Quando per esempio un pubblicità fa vedere un prodotto in associazione a una situazione di bellezza naturale e relax.
Pensiamo al citatissimo (anche perché abusatissimo) caso delle auto che viaggiano isolate in ambienti selvaggi e naturali.
Esistono forse esempi di utilizzi più criminosi che si possano fare del marketing, ma quello che riguarda molte pubblicità di automobili mostra prospettive terribili.
Queste pubblicità fanno passare l’idea che guidare un’auto sia un’attività rigenerante e sinonimo di libertà.
Siccome auto in circolazione ce ne sono molte di più di quelle che mostra la pubblicità, guidare un’auto è un’esperienza diametralmente opposta.

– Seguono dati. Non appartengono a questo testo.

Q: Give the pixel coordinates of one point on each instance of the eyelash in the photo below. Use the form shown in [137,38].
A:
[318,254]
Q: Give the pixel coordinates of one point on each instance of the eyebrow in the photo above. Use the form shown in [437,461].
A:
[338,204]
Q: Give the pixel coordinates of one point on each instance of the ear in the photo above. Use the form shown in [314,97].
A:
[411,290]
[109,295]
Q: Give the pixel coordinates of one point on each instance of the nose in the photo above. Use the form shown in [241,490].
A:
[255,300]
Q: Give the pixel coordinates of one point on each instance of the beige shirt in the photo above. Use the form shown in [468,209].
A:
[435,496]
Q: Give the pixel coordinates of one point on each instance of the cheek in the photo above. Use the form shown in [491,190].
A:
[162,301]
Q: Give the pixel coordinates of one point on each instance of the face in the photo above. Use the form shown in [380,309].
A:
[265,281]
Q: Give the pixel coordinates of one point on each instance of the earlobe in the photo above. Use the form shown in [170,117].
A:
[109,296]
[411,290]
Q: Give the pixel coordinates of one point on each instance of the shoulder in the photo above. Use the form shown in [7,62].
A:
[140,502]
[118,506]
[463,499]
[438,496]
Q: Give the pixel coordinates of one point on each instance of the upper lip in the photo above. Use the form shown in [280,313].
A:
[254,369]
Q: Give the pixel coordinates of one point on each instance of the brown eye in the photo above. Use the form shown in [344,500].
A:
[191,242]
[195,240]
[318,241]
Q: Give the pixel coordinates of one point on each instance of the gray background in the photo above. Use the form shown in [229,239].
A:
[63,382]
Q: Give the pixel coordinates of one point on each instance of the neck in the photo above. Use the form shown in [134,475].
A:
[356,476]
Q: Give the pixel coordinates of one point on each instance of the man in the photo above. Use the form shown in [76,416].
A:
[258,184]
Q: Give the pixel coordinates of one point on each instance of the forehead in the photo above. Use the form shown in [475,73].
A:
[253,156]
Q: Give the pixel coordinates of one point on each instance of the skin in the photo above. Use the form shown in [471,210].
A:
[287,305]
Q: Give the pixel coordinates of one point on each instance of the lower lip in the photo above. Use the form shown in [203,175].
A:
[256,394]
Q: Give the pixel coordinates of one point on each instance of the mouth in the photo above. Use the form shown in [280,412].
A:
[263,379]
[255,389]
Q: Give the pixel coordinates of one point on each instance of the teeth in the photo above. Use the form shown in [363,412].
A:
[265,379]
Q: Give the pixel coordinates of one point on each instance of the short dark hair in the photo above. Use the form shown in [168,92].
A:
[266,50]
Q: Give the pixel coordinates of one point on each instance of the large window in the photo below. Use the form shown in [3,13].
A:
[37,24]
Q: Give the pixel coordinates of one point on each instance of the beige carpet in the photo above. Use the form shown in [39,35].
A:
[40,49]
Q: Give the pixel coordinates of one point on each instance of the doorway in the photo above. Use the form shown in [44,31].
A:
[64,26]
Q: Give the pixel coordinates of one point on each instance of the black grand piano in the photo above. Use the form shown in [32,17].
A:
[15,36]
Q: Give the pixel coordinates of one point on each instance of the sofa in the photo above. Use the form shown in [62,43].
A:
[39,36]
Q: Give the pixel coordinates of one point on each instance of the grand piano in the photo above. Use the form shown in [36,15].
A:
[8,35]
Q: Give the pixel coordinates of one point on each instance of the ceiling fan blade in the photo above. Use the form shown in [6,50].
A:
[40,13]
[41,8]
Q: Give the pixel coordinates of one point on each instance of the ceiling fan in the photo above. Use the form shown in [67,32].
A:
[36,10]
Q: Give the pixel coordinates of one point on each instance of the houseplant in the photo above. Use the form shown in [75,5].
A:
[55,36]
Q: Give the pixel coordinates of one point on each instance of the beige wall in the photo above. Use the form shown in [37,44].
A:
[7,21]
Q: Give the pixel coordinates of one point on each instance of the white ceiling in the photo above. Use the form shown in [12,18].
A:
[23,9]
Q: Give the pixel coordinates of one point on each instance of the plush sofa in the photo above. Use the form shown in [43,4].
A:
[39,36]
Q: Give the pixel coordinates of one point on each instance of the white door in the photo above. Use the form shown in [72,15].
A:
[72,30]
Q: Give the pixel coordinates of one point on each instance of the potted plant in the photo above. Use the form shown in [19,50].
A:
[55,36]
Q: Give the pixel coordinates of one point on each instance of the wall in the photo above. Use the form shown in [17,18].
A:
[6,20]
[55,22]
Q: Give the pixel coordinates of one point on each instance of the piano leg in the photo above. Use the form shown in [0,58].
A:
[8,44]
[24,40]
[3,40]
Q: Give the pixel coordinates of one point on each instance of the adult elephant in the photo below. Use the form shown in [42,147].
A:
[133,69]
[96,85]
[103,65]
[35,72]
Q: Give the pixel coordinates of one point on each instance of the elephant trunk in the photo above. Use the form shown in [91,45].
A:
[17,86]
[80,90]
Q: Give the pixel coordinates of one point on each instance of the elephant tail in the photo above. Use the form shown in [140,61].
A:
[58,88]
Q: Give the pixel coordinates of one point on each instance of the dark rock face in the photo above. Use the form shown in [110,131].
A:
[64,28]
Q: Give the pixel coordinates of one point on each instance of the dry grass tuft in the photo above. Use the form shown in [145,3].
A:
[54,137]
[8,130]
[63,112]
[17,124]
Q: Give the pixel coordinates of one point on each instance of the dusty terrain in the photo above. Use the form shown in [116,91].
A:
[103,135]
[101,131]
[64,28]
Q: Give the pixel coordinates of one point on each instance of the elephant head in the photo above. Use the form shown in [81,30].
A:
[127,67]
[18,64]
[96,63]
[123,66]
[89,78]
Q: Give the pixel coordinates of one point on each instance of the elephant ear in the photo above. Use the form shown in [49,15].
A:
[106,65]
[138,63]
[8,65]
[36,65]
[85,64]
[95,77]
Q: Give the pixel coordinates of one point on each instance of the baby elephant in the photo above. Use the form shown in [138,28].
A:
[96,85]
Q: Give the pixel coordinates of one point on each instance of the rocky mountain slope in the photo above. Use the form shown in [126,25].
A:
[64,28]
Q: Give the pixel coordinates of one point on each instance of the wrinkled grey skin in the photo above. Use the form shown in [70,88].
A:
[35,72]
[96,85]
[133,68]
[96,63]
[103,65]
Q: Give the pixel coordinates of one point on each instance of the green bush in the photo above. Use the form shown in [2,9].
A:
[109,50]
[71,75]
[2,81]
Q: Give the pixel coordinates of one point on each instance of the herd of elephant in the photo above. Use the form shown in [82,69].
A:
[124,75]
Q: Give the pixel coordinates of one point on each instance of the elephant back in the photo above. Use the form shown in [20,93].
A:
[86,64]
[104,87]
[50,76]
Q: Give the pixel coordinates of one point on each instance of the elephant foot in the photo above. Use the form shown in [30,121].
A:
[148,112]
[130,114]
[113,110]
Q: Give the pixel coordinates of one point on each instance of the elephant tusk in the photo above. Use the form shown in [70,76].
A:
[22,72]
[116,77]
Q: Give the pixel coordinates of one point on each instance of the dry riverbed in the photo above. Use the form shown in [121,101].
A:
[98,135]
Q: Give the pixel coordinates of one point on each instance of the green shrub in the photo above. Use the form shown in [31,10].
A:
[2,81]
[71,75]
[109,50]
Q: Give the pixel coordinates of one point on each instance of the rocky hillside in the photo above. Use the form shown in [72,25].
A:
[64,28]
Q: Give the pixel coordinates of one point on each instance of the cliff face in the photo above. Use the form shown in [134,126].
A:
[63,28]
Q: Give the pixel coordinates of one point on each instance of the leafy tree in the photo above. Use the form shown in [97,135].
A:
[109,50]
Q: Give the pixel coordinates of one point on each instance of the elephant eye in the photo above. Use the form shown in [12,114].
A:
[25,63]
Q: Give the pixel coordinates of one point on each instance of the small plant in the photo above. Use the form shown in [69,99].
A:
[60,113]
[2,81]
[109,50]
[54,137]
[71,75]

Guidare un’auto significa il più delle volte rimanere imbottigliati nel traffico ed è un’esperienza altamente stressante.
Può succedere che qualcuno compri un’auto alla ricerca inconscia di una maggiore connessione con il creato e si ritrovi richiuso in un abitacolo a insultare e respirare gas potenzialmente letali.
Marketing etico
Questo succede perché le aziende non posseggono un’etica (al contrario dei singoli individui), ma obbediscono a leggi economiche.
Il marketing fa leva sui nostri valori e trigger emotivi, ma per le aziende conta solo il bilancio.
Il marketing di cui parla Taleb non è il marketing che interessa a noi. Il nostro marketing è lento (slow marketing) ed è un marketing etico, che serve solo a entrare in relazione con gli altri, non a cercare di vendere, non a massimizzare i profitti, ma a creare connessioni.
Nei nostri piccoli business, nelle nostre attività, non ci sono burocrati con l’unico scopo di far quadrare i conti. Il contatto tra la nostra etica e il nostro marketing non è interrotto, ma è diretto e persiste. Anzi, è ciò che ci dà forza.
Ci mettiamo totalmente in gioco e per questo non abbiamo niente da perdere.
Siamo capaci di gentilezza, siamo empatici, siamo persone, donne e uomini che vivono i propri valori in quello che fanno.